Energy harvester is an umbrella term for technologies that extract usable electric energy from the environment. Many different working principles exist, though they all provide limited and intermittent power. Energy harvesting is best suited for sensing applications. In this context, only limited amounts of power are used and intermittent operation should pose no problem. Such devices tend to spend most of their time sleeping, waiting for sufficient charge to build up in the system. Once the energy reservoir filled up, the device’s microcontroller powers up, performs measurements and transmits these wirelessly, and then goes back to sleep.

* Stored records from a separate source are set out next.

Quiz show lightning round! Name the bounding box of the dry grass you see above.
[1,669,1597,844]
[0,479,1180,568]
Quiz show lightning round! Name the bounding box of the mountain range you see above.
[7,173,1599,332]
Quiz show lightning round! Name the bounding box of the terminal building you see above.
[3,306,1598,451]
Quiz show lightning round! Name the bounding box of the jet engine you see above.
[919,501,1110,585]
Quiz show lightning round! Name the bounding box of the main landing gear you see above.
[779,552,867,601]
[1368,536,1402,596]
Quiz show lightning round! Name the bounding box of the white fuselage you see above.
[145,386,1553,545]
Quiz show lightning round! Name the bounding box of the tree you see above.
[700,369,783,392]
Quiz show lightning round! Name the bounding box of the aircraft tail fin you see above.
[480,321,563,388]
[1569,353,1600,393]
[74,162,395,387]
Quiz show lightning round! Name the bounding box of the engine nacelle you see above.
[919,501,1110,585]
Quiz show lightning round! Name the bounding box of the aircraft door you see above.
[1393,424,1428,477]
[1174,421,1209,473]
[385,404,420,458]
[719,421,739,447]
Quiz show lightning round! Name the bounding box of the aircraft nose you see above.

Harvested energy can be stored in a battery, in a capacitor bank, or in an ultra-capacitor. This choice depends on capacity, discharge rate, and discharge frequency.
Solar panels are photovoltaic modules that rely on the photovoltaic effect to convert incident light into low-voltage DC power. The efficiency of solar panels is typically between 10% to 20%. Power output of solar panels is specified in Watt-peak (Wp), which is measured under precisely controlled test conditions. The actual output can be lower or even higher than the Wp rating of the panel. In solar panels, output voltage and output current are highly dependent on the environment conditions. For this reason, maximum power point tracking (MPPT) is often used in conjunction with solar panels. This technique continually adjusts the electric load of the solar panel in order to extract the maximum amount of power.
As of yet, the most common type of solar panels is crystalline silicon solar panels, though organic solar panels are currently under active research. Organic panels offer several advantages over traditional panels: they can be (semi-)transparent and they can be printed on flexible substrates. However, many challenges remain in the development of organic photovoltaics, mainly concerning panel efficiency and lifetime.
Certain materials have piezoelectric properties, meaning that they show a relation between mechanical deformation and electrical potential (voltage). One of the most common applications for this effect is in buzzers. Here, an electrical signal is used to make a crystal plate deform, creating sound in the process. However, the effect also works in the opposite direct: deforming a piezoelectric material generates a small amount of electric energy. As with solar panels, specialized circuitry (e.g. the LTC3588 chip) is needed to capture and convert this to a usable form. The picture to the right shows an application of piezoelectric energy harvesting, the Hue Tap. This device serves as a wireless remote for Philips Hue lamps. The system requires no batteries: a small amount of energy is extracted each time a button is pressed.
Thermoelectric generators (TEG) rely on the Seebeck effect to generate electricity from heat. It is important to note that energy is not extracted directly from heat, but from the temperature difference between the hot and cold side of the TEG. Similar to the piezoelectric effect, the thermoelectric effect is reversible: Peltier coolers use a DC current to generate a temperature differential. TEGs are often used in the oil, gas and mining industry, where they extract thermal energy from pipelines in order to power remote sensors.